Viewed from the side of the investor, it is good news that there is a steady source of demand for hydrogen in existing industry. There is no speculation about the need for ammonia or methanol in industry. But that does not mean that it will be easy to swap green hydrogen for the grey hydrogen currently consumed. Above all there are locational problems. Industrial hydrogen is produced on the spot in chemicals plants. It isn’t shipped in like coal or oil or natural gas.
Creating a market for industrial green hydrogen is not simply a matter of technology. It requires the creation of a new commodity market and a new wave of highly specific investment.
BASF’s giant plant at Ludwigshafen is a case in point. Of the 1 million tons of hydrogen that BASF consumes annually in its worldwide operations, 250,000 tons are currently produced and consumed in Ludwigshafen, making it one of the biggest consumer in the world. BASF is now scrambling to build partnerships with renewable energy producers across Europe to source the power that it needs to shift to electrolysis. It has also attracted a modest amount of EU funding to support the pilot stage of its new electrolyzer plant.

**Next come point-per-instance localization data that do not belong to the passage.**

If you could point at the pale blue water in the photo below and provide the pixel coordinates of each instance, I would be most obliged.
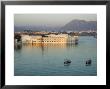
(49, 60)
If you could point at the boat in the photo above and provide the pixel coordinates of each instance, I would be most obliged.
(88, 62)
(67, 61)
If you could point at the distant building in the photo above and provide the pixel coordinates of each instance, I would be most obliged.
(51, 38)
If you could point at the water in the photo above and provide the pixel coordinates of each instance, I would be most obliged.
(48, 60)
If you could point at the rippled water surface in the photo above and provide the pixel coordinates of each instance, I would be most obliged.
(48, 60)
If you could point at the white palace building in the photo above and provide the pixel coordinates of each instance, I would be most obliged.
(51, 38)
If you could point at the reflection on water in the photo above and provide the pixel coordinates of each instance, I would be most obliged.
(48, 59)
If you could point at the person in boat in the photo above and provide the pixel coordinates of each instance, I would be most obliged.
(67, 61)
(88, 62)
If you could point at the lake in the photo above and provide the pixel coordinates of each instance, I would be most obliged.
(48, 60)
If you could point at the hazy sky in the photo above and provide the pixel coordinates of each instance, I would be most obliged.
(50, 19)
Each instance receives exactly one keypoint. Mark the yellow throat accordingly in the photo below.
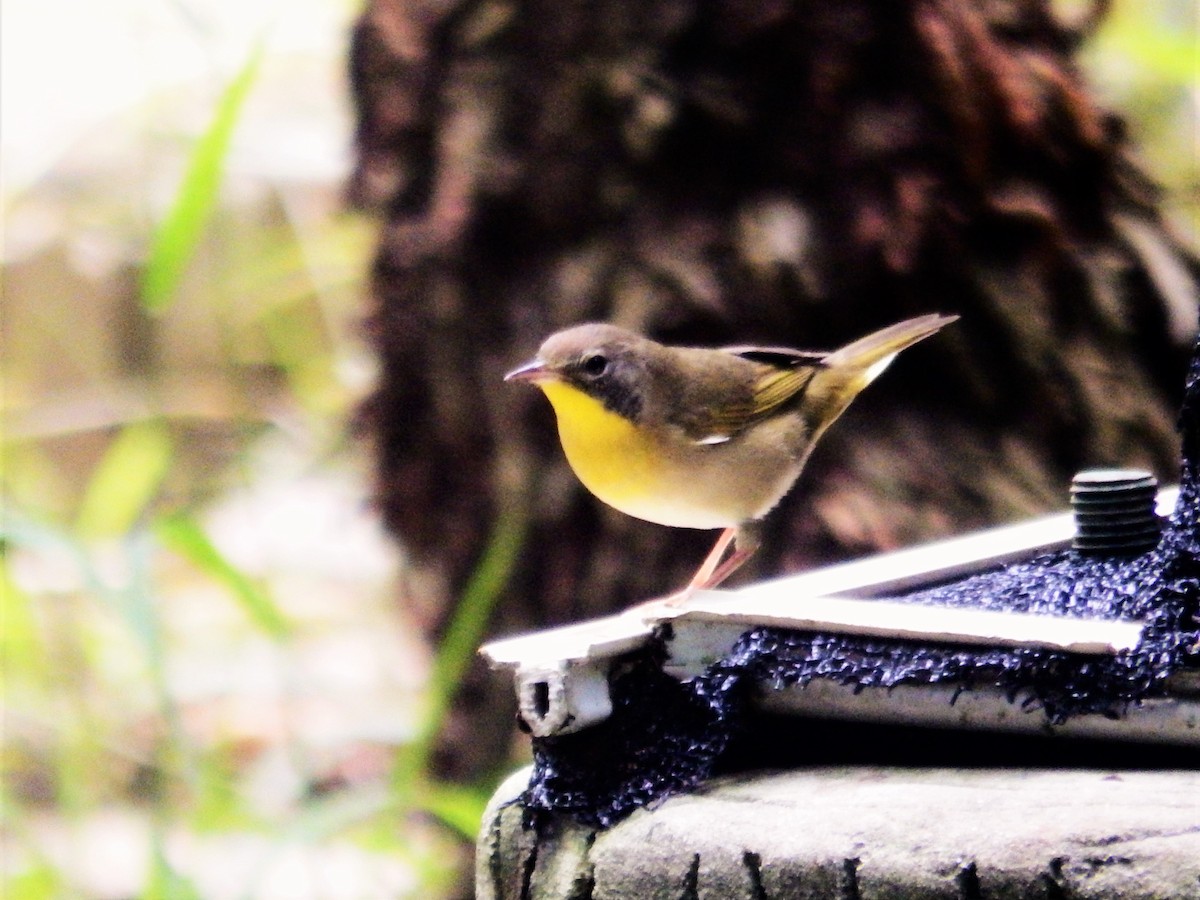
(616, 460)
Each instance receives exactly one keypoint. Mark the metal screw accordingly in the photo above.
(1115, 511)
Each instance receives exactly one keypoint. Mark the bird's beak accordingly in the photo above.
(532, 371)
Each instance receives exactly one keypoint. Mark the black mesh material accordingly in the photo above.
(665, 736)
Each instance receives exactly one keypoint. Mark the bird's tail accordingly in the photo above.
(849, 370)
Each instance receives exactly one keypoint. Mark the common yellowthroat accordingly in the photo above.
(695, 437)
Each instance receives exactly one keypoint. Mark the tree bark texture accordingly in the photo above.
(720, 172)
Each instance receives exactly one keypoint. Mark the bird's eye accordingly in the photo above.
(594, 364)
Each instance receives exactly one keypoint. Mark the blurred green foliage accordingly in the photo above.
(157, 355)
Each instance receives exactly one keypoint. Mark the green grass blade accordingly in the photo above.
(125, 480)
(184, 535)
(174, 241)
(461, 641)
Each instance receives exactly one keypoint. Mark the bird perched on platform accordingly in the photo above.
(697, 437)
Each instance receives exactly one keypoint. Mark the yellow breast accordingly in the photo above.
(641, 472)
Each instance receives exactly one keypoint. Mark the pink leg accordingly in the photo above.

Ahead of Europe the twin centers of chemical industry in the world are in China and the USA.
China is where the largest part of ammonia production and fertilizer production in the world is located. The world’s largest green fertilizer production experiment is being undertaken with eager United Nations support in Inner Mongolia and the involvement of research institutes from Tsinghua University. As one report summarizes the situation in China, momentum is building:
40 green ammonia projects reported to be in the development and pre-approval stages. The country is seemingly leapfrogging the blue ammonia approach being favoured by some other nations in Europe and the Middle East, and investing instead in large-scale green ammonia research and construction projects. One plant in the north of China, owned by Envision Energy, has a 20,000 t/yr green ammonia plant currently under construction, which will be followed by a ramp-up to 300,000 t/yr. Industry sources said that the plant, which will run on wind power and is located in Inner Mongolia, could be ready to start exporting green ammonia by late 2024. The Inner Mongolia region has increasingly become the focus for hydrogen and ammonia facilities run on renewable energy over recent months.
On the back of this wave of investment China will likely emerge as a major exporter of green ammonia but also as an exporter of facilities for the production of green ammonia in the rest of the world. First up is a cooperation with Morocco which is widely touted as a future powerhouse in green hydrogen.

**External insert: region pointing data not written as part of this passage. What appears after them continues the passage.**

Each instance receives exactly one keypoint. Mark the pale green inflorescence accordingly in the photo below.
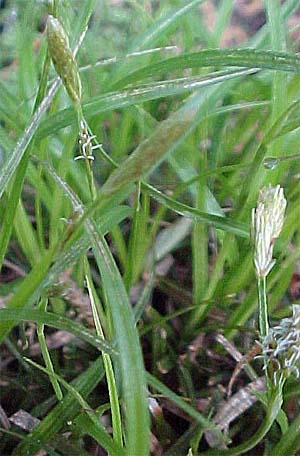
(63, 59)
(282, 347)
(267, 222)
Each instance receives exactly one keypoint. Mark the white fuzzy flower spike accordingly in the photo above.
(267, 222)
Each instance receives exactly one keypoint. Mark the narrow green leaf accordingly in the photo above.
(58, 322)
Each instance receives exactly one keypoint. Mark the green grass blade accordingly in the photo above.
(65, 411)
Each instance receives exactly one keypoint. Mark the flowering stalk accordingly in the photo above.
(267, 222)
(281, 347)
(66, 67)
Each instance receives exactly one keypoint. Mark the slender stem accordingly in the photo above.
(46, 354)
(263, 307)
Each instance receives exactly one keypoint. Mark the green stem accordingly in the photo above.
(273, 409)
(46, 354)
(263, 307)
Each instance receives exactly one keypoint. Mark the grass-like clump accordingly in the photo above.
(149, 228)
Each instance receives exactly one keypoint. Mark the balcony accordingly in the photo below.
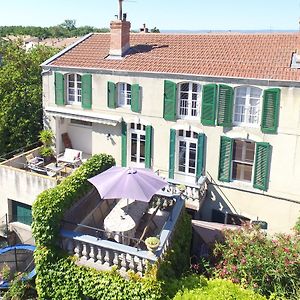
(93, 247)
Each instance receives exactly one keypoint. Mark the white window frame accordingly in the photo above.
(140, 131)
(189, 101)
(77, 89)
(124, 94)
(188, 140)
(243, 162)
(247, 109)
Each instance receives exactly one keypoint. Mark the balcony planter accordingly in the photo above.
(46, 136)
(152, 243)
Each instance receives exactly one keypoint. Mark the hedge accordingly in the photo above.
(58, 276)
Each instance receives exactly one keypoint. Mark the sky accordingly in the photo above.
(163, 14)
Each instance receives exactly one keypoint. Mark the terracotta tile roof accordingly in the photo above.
(259, 56)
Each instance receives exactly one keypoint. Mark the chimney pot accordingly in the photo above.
(119, 37)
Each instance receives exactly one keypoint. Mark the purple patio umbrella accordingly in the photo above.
(131, 183)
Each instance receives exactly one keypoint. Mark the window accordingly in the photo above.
(73, 88)
(247, 105)
(20, 212)
(187, 151)
(242, 160)
(124, 94)
(189, 100)
(245, 161)
(81, 122)
(137, 143)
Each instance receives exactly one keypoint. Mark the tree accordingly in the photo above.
(21, 95)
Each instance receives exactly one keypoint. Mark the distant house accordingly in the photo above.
(215, 109)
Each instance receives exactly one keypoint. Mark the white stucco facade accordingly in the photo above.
(279, 206)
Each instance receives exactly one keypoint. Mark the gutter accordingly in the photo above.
(178, 76)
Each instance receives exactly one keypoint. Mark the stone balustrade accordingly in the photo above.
(103, 254)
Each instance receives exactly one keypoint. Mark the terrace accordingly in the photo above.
(83, 233)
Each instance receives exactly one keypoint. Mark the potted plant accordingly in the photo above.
(46, 136)
(152, 243)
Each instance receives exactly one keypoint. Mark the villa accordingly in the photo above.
(217, 115)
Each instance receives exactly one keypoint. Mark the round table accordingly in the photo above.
(120, 224)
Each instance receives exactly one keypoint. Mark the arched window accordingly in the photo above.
(73, 88)
(247, 105)
(189, 100)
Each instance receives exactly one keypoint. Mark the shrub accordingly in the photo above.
(269, 266)
(297, 226)
(217, 289)
(51, 204)
(58, 277)
(176, 261)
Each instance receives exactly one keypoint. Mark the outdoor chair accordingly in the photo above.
(34, 161)
(70, 156)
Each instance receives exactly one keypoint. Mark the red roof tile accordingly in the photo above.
(258, 56)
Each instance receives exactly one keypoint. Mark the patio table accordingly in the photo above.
(120, 224)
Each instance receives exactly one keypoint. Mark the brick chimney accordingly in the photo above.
(119, 37)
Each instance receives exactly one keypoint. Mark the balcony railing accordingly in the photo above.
(103, 254)
(193, 194)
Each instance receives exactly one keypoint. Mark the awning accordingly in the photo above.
(69, 113)
(210, 231)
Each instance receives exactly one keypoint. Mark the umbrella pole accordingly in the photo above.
(127, 207)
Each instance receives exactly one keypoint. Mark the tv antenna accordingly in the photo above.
(121, 7)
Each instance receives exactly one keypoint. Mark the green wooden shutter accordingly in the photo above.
(59, 89)
(225, 105)
(124, 144)
(172, 153)
(262, 165)
(270, 112)
(86, 81)
(111, 95)
(208, 110)
(170, 103)
(200, 155)
(21, 213)
(148, 146)
(135, 98)
(225, 159)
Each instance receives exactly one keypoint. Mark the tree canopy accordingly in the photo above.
(20, 95)
(66, 29)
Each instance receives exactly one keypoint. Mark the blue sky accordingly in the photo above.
(164, 14)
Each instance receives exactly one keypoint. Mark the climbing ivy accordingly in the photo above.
(58, 276)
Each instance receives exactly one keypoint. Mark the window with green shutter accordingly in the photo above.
(59, 88)
(225, 159)
(111, 95)
(124, 144)
(237, 162)
(270, 112)
(200, 155)
(225, 105)
(208, 110)
(172, 153)
(21, 213)
(148, 146)
(135, 98)
(262, 165)
(170, 103)
(86, 101)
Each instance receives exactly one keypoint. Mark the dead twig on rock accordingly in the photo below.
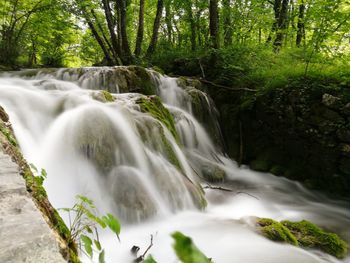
(225, 87)
(142, 257)
(208, 186)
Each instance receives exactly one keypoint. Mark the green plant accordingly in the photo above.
(83, 226)
(39, 177)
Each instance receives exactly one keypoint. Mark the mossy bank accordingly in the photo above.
(35, 188)
(304, 234)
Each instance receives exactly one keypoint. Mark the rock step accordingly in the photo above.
(25, 236)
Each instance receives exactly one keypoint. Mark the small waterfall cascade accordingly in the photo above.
(145, 152)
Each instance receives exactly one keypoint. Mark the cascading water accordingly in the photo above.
(132, 164)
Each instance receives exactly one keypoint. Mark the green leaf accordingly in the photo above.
(43, 173)
(94, 218)
(87, 244)
(33, 167)
(88, 229)
(97, 244)
(65, 209)
(149, 259)
(186, 250)
(112, 223)
(85, 200)
(101, 257)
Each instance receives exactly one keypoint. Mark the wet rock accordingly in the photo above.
(304, 234)
(97, 139)
(136, 203)
(345, 149)
(3, 115)
(346, 109)
(345, 166)
(213, 173)
(344, 135)
(331, 101)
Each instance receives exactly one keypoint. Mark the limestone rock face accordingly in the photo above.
(25, 236)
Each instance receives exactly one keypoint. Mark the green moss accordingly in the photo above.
(35, 188)
(304, 234)
(143, 80)
(276, 231)
(8, 134)
(311, 236)
(154, 106)
(169, 151)
(108, 96)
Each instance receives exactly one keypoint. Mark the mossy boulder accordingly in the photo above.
(304, 234)
(97, 139)
(155, 108)
(35, 188)
(303, 124)
(103, 96)
(276, 231)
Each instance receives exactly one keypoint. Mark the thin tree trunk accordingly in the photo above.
(168, 19)
(126, 52)
(281, 25)
(214, 23)
(99, 41)
(110, 25)
(277, 10)
(192, 25)
(139, 37)
(301, 25)
(156, 25)
(227, 22)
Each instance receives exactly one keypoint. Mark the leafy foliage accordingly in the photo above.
(84, 227)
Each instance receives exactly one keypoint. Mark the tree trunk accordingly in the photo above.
(214, 23)
(281, 25)
(277, 10)
(99, 41)
(156, 25)
(227, 22)
(139, 37)
(192, 25)
(168, 19)
(111, 27)
(301, 25)
(126, 52)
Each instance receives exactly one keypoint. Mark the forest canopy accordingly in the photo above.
(56, 33)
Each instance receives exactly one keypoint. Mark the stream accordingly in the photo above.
(133, 166)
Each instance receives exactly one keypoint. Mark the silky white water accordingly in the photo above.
(114, 154)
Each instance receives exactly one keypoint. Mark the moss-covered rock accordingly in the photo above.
(155, 108)
(108, 96)
(141, 81)
(304, 234)
(96, 138)
(311, 236)
(301, 127)
(276, 231)
(34, 186)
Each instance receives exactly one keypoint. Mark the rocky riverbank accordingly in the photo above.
(31, 229)
(300, 130)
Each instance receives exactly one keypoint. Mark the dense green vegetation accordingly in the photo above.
(304, 234)
(86, 32)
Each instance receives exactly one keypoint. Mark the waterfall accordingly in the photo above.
(148, 169)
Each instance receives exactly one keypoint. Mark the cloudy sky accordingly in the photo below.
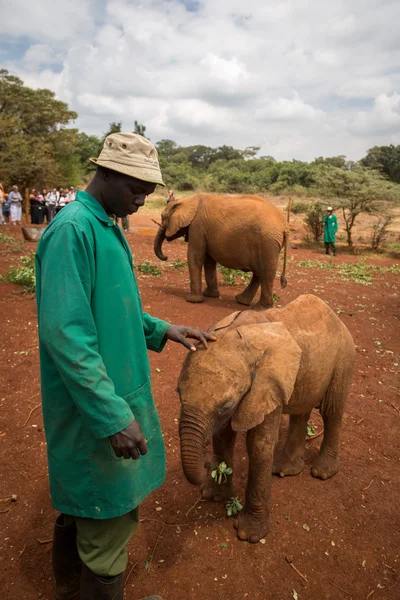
(300, 78)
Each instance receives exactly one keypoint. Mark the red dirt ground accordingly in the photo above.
(352, 547)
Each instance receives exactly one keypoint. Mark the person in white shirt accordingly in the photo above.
(52, 199)
(71, 194)
(16, 205)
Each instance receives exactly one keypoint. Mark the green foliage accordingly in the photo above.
(315, 220)
(219, 473)
(385, 159)
(24, 274)
(233, 506)
(148, 269)
(10, 243)
(356, 190)
(380, 229)
(310, 430)
(358, 272)
(36, 148)
(230, 276)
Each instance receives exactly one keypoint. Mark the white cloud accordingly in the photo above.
(294, 76)
(383, 119)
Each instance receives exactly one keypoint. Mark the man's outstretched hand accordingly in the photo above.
(129, 442)
(180, 335)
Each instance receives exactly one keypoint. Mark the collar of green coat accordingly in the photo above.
(94, 206)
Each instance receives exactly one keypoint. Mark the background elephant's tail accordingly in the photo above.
(285, 245)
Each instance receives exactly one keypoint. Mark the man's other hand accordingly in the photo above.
(129, 442)
(180, 335)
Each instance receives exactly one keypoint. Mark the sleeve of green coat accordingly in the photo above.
(154, 331)
(68, 331)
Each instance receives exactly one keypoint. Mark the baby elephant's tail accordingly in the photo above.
(285, 244)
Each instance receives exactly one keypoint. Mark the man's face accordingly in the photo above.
(124, 195)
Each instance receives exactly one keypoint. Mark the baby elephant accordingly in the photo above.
(263, 364)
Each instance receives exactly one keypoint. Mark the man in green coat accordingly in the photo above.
(330, 229)
(104, 442)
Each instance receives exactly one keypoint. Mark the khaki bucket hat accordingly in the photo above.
(131, 154)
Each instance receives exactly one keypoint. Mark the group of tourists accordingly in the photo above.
(44, 205)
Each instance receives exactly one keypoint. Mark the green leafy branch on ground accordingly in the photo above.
(148, 269)
(358, 272)
(220, 475)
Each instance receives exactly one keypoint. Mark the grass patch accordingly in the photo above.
(146, 268)
(230, 276)
(23, 274)
(358, 272)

Outside China and Europe, it may, in fact, be the United States and, in particular, Texas that lead the green hydrogen push that actually matters. The bipartisan infrastructure bill of 2021 offered funding for hydrogen hubs which it described as “network[s] of clean hydrogen producers, potential clean hydrogen consumers, and connective infrastructure located in close proximity... that can be developed into a national clean hydrogen network to facilitate a clean hydrogen economy”. Texas in fact has an extensive network of hydrogen pipelines interconnecting these hubs. The IRA doubled down with huge subsidies. Of all places in the world it is probably Texas that now offers the most propitious conditions for a truly rapid build out fo green hydrogen.
To shrink the trillion-dollar global energy transition down to individual investment projects in Ludwigshafen, Mongolia and Texas may seem to miss the point. And those projects and others like them can only be the beginning. But as Cullenward and Victor and Sabel and Victor have argued, it is precisely from such sectoral networks of producers and consumers that real technological and economic solutions emerge. It is at this level, in these milieu of producers and consumers that the learning entailed by the energy transition will take place, in situated practice. Where else, but in medias res?